As the world celebrates Earth Day this Saturday, a Florida State University Department of Art professor is using art to teach people about water conservation and sustainability.
“Water for All: An Art Exchange” is an interactive project hosted at pop-up events throughout Florida. The project informs visitors how single-use plastics like water bottles possibly contribute to global warming and more hurricanes.
“As an artist, I am determined to work for climate justice through my individual and communal actions,” said Holly Hanessian, project lead and art professor in the College of Fine Arts. “I believe that with empathy and compassion, combined with social responsibility, we can create change by taking responsibility for our environment through our actions.”
The project booth will be showcased at several events in Florida this Saturday, April 22, as part of Earth Day, including the Pompano Beach Green Market, the Earth Day Celebration at the Nature Conservancy in Naples and Tallahassee’s Word of South Festival.
“During the Earth Day event, our team of conservationists inform the participants about water sustainability and encourage them to make a clay cloud in exchange for a Sawyer portable water filter,” she said. “These filters can clean up to 100,000 gallons of water, and the clay clouds will become part of a large art piece at the Pompano Beach Cultural Center this fall.”
FSU art alumni Sarah Moschel-Miller and Melissa Gonzales Lopez are both team leaders for this project.
“The reaction from the different communities around Florida has been fantastic and incredibly varied,” Moschel-Miller said. “The art experience drew many visitors in, and after learning about the project, they expressed that they didn’t consider how much plastic gets wasted during hurricane season, or how they wished they had the filters for previous hurricane seasons.”
“Water for All” is supported by the State of Florida and is part of a larger water sustainability and disaster resilience project by Hanessian and FSU’s Resilient Infrastructure & Disaster Response Center, or RIDER.

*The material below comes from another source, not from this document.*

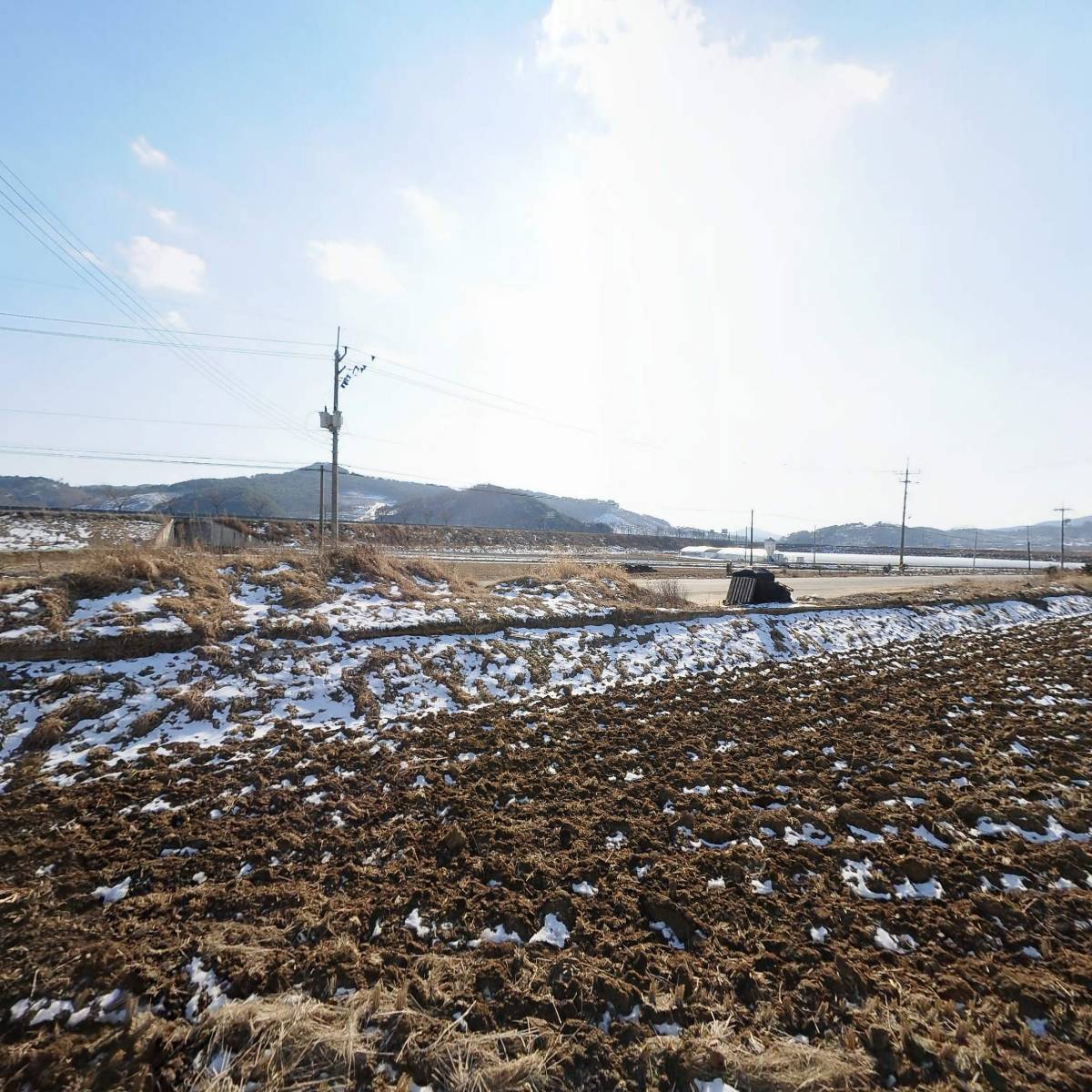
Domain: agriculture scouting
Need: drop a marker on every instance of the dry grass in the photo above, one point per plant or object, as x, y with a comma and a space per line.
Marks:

Hanessian also created a “Hurricane Go-Pack” as an educational tool for environmental organizations and museums to inform citizens about water sustainability, climate change and how to prepare for a hurricane. The pack includes tools such as an evacuation map printed on a bandana, a Sawyer water filter and a rechargeable solar lamp, as well as an e-publication and PDF designed to help Florida residents prepare sustainably for hurricanes.